> Steven Stallion wrote:
>>> Steven Stallion writes:
>>>
>>>>> Right, see
>>>>> http://gdamore.blogspot.com/2008/08/why-you-dont-want-to-force-link-modes.html
>>>>> for my most recent rant on this particular topic.
>>>>>
>>>> I'm suddenly reminded of hours spent in the lab years ago trying to
>>>> get
>>>> a
>>>> PIX and ProCurve to play nice...
>>>>
>>>> It really sounds like this behavior could be abstracted out and placed
>>>> into a capability.

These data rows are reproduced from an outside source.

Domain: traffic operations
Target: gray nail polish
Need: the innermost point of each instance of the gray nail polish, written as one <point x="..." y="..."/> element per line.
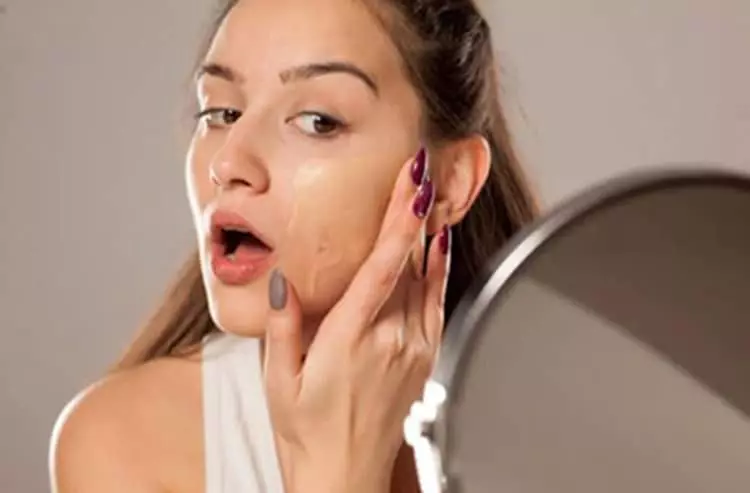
<point x="277" y="290"/>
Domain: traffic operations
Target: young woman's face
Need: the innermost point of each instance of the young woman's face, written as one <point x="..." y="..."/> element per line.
<point x="308" y="118"/>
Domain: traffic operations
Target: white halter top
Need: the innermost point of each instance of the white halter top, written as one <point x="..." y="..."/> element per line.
<point x="240" y="453"/>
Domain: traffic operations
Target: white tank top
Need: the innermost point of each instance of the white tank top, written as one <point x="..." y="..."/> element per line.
<point x="240" y="453"/>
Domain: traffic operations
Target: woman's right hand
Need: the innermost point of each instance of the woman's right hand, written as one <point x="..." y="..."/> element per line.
<point x="338" y="417"/>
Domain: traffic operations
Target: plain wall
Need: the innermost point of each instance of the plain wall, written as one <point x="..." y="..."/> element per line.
<point x="93" y="99"/>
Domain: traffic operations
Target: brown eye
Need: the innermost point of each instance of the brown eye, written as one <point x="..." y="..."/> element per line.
<point x="317" y="124"/>
<point x="219" y="117"/>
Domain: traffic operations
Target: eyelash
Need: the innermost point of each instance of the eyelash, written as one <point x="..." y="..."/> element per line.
<point x="235" y="115"/>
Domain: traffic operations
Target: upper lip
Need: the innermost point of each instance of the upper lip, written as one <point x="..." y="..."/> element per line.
<point x="227" y="220"/>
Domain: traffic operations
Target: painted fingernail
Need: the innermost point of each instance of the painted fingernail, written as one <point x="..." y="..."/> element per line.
<point x="423" y="200"/>
<point x="444" y="240"/>
<point x="277" y="290"/>
<point x="419" y="167"/>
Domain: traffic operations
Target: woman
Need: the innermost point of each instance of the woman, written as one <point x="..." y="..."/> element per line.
<point x="333" y="138"/>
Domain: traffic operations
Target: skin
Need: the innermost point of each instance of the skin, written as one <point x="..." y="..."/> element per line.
<point x="149" y="419"/>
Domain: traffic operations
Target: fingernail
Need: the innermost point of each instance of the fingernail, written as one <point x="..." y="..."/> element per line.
<point x="423" y="200"/>
<point x="277" y="290"/>
<point x="444" y="240"/>
<point x="419" y="167"/>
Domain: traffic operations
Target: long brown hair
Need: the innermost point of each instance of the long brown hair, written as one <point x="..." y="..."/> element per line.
<point x="447" y="52"/>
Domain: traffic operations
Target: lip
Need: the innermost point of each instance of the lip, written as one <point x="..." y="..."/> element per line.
<point x="243" y="268"/>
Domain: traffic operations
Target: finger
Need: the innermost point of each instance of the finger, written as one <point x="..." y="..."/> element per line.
<point x="412" y="175"/>
<point x="436" y="281"/>
<point x="391" y="328"/>
<point x="283" y="358"/>
<point x="374" y="282"/>
<point x="415" y="313"/>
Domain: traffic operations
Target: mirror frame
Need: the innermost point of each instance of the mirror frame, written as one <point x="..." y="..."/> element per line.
<point x="427" y="424"/>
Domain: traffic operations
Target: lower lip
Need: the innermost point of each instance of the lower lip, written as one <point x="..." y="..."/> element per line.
<point x="246" y="266"/>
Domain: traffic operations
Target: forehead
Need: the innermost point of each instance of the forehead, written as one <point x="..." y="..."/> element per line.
<point x="261" y="36"/>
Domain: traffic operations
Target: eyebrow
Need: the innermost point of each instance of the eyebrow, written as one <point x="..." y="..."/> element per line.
<point x="302" y="72"/>
<point x="313" y="70"/>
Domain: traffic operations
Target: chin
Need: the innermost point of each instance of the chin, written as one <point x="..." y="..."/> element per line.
<point x="239" y="310"/>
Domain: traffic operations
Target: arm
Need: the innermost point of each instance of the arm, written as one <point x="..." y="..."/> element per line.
<point x="91" y="449"/>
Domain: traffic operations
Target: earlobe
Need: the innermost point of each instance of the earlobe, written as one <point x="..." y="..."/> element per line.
<point x="463" y="171"/>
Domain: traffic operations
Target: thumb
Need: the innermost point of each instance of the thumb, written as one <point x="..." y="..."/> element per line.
<point x="283" y="343"/>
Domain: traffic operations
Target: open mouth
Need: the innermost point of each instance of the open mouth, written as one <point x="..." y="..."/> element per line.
<point x="236" y="241"/>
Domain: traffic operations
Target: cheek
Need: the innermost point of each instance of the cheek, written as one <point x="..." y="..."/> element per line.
<point x="197" y="178"/>
<point x="335" y="219"/>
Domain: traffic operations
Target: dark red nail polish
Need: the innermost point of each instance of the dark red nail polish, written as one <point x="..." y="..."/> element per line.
<point x="444" y="240"/>
<point x="423" y="201"/>
<point x="419" y="167"/>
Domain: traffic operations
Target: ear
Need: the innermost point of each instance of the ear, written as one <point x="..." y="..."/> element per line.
<point x="459" y="171"/>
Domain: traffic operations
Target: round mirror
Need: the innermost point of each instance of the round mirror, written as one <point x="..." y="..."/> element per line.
<point x="607" y="350"/>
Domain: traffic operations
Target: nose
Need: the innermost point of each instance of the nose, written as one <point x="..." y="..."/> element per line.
<point x="236" y="166"/>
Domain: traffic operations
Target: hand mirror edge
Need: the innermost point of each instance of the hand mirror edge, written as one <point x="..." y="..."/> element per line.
<point x="426" y="428"/>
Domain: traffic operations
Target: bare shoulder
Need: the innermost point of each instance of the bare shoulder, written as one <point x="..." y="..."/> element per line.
<point x="137" y="431"/>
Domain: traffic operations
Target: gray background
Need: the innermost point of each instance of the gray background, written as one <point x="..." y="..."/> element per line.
<point x="93" y="106"/>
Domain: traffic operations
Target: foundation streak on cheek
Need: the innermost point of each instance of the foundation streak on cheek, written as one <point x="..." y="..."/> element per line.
<point x="330" y="229"/>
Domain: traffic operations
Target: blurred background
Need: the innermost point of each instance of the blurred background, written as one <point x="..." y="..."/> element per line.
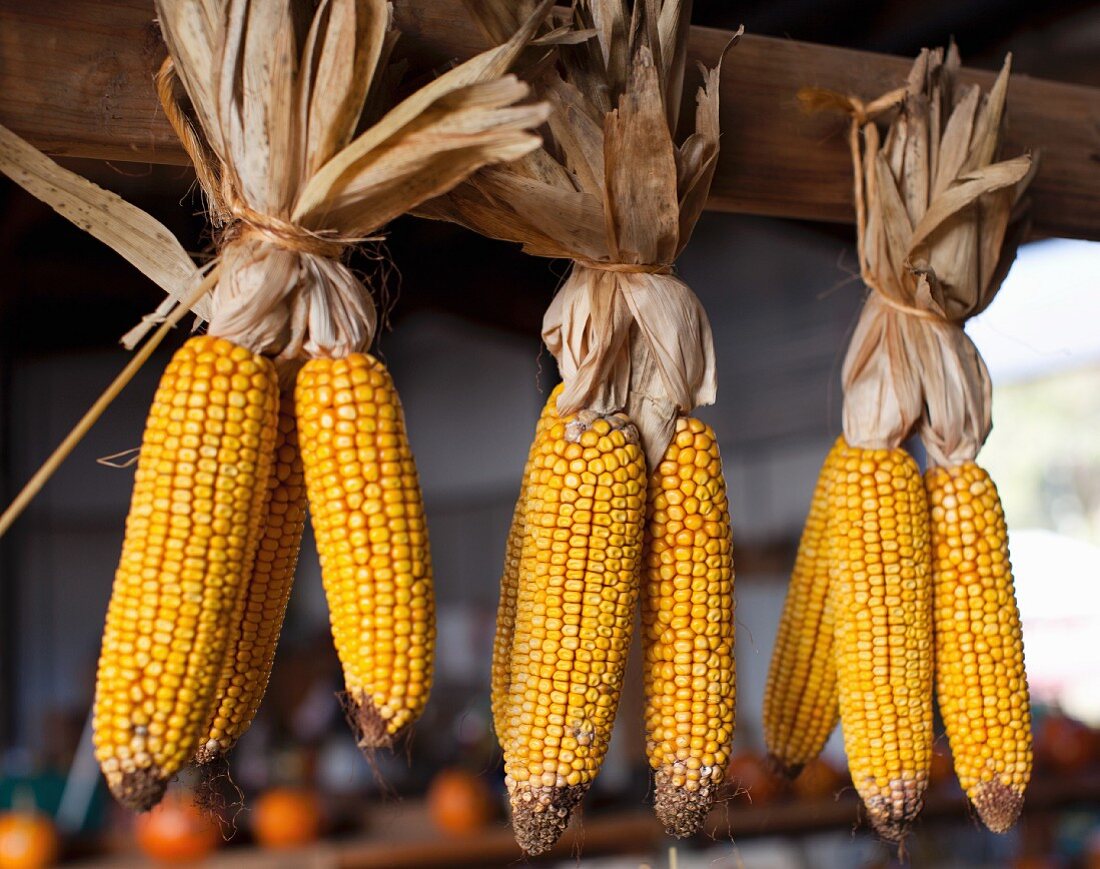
<point x="463" y="345"/>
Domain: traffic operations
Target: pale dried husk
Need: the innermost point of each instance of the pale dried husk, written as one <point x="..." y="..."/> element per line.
<point x="268" y="98"/>
<point x="613" y="190"/>
<point x="938" y="228"/>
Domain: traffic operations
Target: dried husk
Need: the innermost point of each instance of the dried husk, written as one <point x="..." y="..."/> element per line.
<point x="275" y="109"/>
<point x="613" y="190"/>
<point x="938" y="228"/>
<point x="268" y="99"/>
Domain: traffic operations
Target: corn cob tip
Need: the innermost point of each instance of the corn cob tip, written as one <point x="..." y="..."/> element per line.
<point x="681" y="810"/>
<point x="892" y="812"/>
<point x="780" y="767"/>
<point x="540" y="814"/>
<point x="139" y="790"/>
<point x="370" y="727"/>
<point x="998" y="805"/>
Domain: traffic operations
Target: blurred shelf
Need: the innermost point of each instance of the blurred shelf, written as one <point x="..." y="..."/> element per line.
<point x="402" y="834"/>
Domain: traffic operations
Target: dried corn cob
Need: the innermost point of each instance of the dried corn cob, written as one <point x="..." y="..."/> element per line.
<point x="260" y="619"/>
<point x="881" y="593"/>
<point x="578" y="590"/>
<point x="191" y="536"/>
<point x="980" y="681"/>
<point x="800" y="704"/>
<point x="367" y="515"/>
<point x="688" y="628"/>
<point x="509" y="580"/>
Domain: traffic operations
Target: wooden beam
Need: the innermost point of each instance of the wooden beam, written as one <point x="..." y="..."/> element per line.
<point x="75" y="79"/>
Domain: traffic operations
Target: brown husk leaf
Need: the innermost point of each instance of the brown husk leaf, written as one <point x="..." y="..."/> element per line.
<point x="938" y="228"/>
<point x="612" y="189"/>
<point x="268" y="99"/>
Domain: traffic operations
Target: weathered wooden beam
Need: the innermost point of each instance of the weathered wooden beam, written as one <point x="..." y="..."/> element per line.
<point x="75" y="79"/>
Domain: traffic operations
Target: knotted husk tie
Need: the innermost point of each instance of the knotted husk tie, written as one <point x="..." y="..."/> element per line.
<point x="613" y="191"/>
<point x="937" y="230"/>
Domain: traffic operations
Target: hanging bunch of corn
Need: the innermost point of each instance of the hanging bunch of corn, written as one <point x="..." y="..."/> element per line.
<point x="902" y="581"/>
<point x="267" y="99"/>
<point x="593" y="529"/>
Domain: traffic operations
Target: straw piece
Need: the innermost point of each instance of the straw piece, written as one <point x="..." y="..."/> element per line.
<point x="938" y="227"/>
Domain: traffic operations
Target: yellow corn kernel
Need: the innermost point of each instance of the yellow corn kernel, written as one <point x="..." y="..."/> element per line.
<point x="367" y="514"/>
<point x="259" y="620"/>
<point x="574" y="612"/>
<point x="191" y="536"/>
<point x="688" y="628"/>
<point x="509" y="580"/>
<point x="980" y="681"/>
<point x="800" y="703"/>
<point x="880" y="587"/>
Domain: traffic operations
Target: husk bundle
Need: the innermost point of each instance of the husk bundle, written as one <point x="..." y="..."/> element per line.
<point x="613" y="190"/>
<point x="938" y="228"/>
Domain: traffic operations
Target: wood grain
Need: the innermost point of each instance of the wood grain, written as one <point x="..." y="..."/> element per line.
<point x="76" y="79"/>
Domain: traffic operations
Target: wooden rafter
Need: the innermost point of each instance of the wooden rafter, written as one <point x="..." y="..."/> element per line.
<point x="75" y="79"/>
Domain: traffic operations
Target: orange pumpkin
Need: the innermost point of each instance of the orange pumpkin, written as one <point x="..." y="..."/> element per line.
<point x="1064" y="744"/>
<point x="286" y="817"/>
<point x="28" y="840"/>
<point x="176" y="832"/>
<point x="748" y="773"/>
<point x="459" y="802"/>
<point x="818" y="780"/>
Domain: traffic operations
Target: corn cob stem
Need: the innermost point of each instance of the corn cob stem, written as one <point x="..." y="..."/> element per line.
<point x="800" y="701"/>
<point x="578" y="589"/>
<point x="509" y="580"/>
<point x="688" y="628"/>
<point x="190" y="539"/>
<point x="881" y="592"/>
<point x="259" y="619"/>
<point x="980" y="681"/>
<point x="367" y="515"/>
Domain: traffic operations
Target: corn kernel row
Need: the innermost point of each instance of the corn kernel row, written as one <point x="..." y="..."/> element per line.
<point x="688" y="628"/>
<point x="190" y="541"/>
<point x="574" y="612"/>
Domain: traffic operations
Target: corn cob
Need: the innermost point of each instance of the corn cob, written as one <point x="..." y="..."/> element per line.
<point x="191" y="536"/>
<point x="980" y="681"/>
<point x="509" y="580"/>
<point x="251" y="649"/>
<point x="881" y="593"/>
<point x="578" y="590"/>
<point x="800" y="703"/>
<point x="367" y="514"/>
<point x="688" y="628"/>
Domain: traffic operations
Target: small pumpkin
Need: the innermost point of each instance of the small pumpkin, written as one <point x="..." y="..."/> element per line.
<point x="459" y="802"/>
<point x="176" y="832"/>
<point x="286" y="817"/>
<point x="1064" y="744"/>
<point x="750" y="778"/>
<point x="28" y="840"/>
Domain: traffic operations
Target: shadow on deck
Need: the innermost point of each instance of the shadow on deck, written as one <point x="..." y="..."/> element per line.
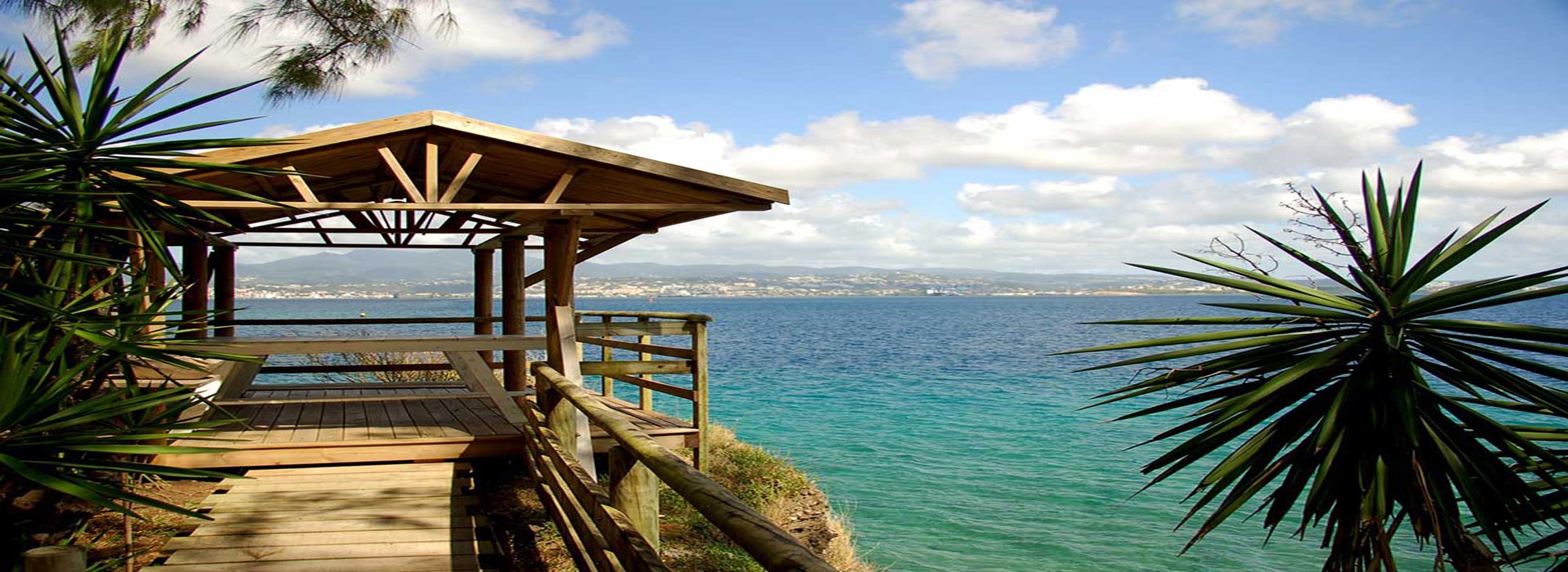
<point x="342" y="423"/>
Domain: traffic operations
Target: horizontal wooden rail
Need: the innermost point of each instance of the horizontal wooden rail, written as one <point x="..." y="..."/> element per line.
<point x="772" y="547"/>
<point x="598" y="534"/>
<point x="361" y="369"/>
<point x="363" y="322"/>
<point x="358" y="399"/>
<point x="604" y="369"/>
<point x="654" y="315"/>
<point x="661" y="387"/>
<point x="645" y="348"/>
<point x="336" y="345"/>
<point x="359" y="384"/>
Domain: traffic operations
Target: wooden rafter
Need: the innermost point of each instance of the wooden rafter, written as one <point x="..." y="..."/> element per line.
<point x="463" y="177"/>
<point x="402" y="176"/>
<point x="560" y="185"/>
<point x="292" y="220"/>
<point x="322" y="230"/>
<point x="366" y="221"/>
<point x="431" y="172"/>
<point x="341" y="230"/>
<point x="300" y="185"/>
<point x="455" y="220"/>
<point x="587" y="249"/>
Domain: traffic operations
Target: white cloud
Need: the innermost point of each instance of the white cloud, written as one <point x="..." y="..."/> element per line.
<point x="1111" y="174"/>
<point x="1334" y="132"/>
<point x="1525" y="167"/>
<point x="654" y="136"/>
<point x="501" y="32"/>
<point x="1101" y="129"/>
<point x="1263" y="20"/>
<point x="1040" y="196"/>
<point x="278" y="132"/>
<point x="947" y="37"/>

Essentially all you would really need is a couple
>>>> of
>>>> utility functions to simplify exposing a set of adv_ props, and to
>>>> read
>>>> (in order of 802.3 precedence) a set of config modes.
>>>>
>>> I'm not sure what "capability" means here, but I do agree with you
>>> that having an analysis tool that reads the various stable
>>> configuration and status bits and produces a human-ready report (along
>>> with a diagnosis) would be extremely useful -- and not terribly hard
>>> to write.
>>>
>>> This is something that's been discussed more than once ...
>>>
>>
>> A Nemo/GLDv3 capability (i.e. MAC_CAPAB_ADV or somesuch).
>>
>> Essentially a driver which wants to use this cap would register a couple
>> of callbacks so Nemo could request what the device will advertise and
>> provide a utility function or two for getting any en_ modes which have
>> been set by the user.
>>
>> As far as stable status bits, this pretty well limits the cap to devices
>> which support MII/GMII/XGMII xcvrs.
>>
>> Right now, I am also working on adding 802.3 MII/GMII support as a
>> capability to Nemo; this just seemed to be another cap that could be
>> added
>> (pretty simply actually) which would life a little easier for driver
>> dev's.
>>
>
> Actually, the current approach, where MII bits are expressed directly,
> is pretty simple for most devices.  The reason for this is that most
> devices (at least modern ones) actually expose MII registers directly to
> the driver, and so there is a one-to-one correspondence between what
> gets requested and what gets set.  Trying to abstract this further would
> actually make *more* work for such drivers.
>
> Now there are *some* devices (some dnet variants using SYM are good
> examples... mxfe has the same problem) where the MII registers are *not*
> exposed, but abstracted somehow.  This is mostly older devices, designed
> before 802.3u was ratified, and they have more work to do.  I'd rather
> leave the work for those devices, and keep the more modern ones simple.

Fair enough. ;)

I think the real thrust of what I was suggesting was to provide a utility
function to return a list of configured modes to help during negotiation.